Ezra's death makes the importance of his symbolic function even more apparent. With the death of his person, he exercises the law with all the more force, haunting the living in his various symbolic forms. Thus, for example, Christine will cringe before his portrait, Lavinia will invoke his voice and name to command Orin to attention.

Motifs

The Blessed Islands

The fantasy of the Blessed Island recurs among the major players as the lost Mother-Son dyad disrupted by the Oedipal drama. It, rather than any of their deaths, is the trilogy's principal object of mourning.

Orin offers the most extensive vision of the Blessed Island to Christine in Act II of "The Hunted." A sanctuary from the war, the Island is a warm, peaceful, and secure paradise composed of the mother's body. Thus Orin can imagine himself with Christine without her being there. In terms of the trilogy's sexual drama, the Blessed Island is the realm of the pre-Oedipal, the time of plentitude and wholeness shared by mother and child. However, Orin goes to war to do his duty as a Mannon.

The Natives

The Blessed Islands are also populated, in the players' imaginations, by natives, which entwine their fantasies of sex with those of race. Generally the native appears through two divergent images: the sexual innocent and the sexually depraved. Thus, for example, Lavinia will recall the islands as the home of timeless children, dancing naked on the beach and loving without sin.
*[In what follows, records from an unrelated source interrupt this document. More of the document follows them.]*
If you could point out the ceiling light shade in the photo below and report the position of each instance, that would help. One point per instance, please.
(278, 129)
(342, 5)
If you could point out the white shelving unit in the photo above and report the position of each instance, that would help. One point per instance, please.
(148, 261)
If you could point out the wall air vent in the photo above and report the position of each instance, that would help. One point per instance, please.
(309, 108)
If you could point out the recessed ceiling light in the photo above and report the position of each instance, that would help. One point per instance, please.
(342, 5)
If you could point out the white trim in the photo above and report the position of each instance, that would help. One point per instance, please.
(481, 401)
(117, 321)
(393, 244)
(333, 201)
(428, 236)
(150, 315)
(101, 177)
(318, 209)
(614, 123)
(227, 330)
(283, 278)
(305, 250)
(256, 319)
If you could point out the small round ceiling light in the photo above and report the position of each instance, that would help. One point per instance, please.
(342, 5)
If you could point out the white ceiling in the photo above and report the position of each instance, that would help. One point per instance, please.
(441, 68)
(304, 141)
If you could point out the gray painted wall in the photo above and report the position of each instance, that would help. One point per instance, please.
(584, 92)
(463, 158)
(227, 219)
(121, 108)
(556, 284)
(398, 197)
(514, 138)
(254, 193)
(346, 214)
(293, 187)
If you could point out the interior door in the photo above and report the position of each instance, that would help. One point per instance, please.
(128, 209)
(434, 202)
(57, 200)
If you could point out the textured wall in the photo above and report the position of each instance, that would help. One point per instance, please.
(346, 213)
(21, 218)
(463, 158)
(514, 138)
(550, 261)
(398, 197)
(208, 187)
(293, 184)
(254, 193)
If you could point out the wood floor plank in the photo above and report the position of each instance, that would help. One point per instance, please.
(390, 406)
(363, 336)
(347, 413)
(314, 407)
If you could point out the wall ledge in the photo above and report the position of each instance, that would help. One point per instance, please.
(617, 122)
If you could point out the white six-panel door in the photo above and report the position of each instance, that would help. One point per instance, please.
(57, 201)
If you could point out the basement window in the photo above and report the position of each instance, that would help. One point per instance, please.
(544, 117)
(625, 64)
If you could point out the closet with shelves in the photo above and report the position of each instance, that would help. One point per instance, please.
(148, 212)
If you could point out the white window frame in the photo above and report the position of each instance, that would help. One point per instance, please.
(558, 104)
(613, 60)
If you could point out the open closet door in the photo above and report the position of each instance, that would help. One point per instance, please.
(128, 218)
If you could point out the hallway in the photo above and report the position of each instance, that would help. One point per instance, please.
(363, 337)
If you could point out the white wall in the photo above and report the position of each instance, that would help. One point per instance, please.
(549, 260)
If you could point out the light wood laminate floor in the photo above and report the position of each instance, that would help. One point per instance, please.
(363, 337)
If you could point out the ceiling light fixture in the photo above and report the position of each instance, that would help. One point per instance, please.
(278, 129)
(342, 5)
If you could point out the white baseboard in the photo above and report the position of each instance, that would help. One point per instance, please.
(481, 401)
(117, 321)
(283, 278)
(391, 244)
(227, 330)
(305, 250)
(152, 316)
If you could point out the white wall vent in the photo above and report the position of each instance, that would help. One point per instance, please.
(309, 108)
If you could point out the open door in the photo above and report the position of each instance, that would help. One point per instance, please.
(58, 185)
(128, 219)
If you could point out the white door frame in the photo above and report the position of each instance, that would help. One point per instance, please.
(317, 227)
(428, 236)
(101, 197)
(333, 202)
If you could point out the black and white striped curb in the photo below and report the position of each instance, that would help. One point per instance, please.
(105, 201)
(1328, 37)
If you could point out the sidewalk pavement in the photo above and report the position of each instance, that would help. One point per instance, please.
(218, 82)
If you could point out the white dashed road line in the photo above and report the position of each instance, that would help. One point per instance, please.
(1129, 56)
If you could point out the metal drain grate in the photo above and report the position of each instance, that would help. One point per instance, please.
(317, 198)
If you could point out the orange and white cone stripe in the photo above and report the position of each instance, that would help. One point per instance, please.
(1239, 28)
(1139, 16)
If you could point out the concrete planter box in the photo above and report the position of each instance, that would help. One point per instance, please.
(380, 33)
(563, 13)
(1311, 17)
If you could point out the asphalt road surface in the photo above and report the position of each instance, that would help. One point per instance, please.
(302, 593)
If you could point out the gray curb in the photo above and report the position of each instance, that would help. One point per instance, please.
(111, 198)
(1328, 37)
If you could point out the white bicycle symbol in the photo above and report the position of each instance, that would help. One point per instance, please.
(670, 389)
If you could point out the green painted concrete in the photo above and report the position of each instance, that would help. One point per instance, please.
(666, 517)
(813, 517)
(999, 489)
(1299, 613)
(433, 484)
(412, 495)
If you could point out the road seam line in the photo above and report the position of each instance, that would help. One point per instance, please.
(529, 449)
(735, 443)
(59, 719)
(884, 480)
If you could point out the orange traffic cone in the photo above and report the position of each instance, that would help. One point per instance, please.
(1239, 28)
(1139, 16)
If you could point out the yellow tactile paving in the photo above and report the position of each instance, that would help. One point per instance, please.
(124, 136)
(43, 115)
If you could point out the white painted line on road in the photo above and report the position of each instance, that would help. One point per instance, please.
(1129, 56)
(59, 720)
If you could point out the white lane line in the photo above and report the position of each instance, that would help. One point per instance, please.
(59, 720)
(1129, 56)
This island is the perfect home for a prelapsarian love affair. For Orin, however, the natives display an almost bestial sexual prowess, stripping his sister with their lascivious gazes. The native assumes these proportions when imagined as rivals, the prowess and pleasure they would ostensibly provide the lover becoming objects of envy.

Symbols

Though Mourning is rife with symbolism, the symbol that dominates the playing space is certainly the Mannon house. The house is built in the style of a Greek temple, with white columned portico covering its gray walls. As Christine complaints in Act I of "Homecoming," the house is the Mannons' "whited sepulcher." It functions not only as crypt to the family's dead but also to its secrets. Its founder, Abe Mannon, designs it as a monument of repression, building it to cover over the disgrace that sets this revenge cycle in motion. What symbolizes this repression in turn is the house's distinguishing feature, the "incongruous white mask" of a portico hiding its ugliness. This mask doubles those of its residents, evoking the "life-like masks" the Mannons wear as their faces.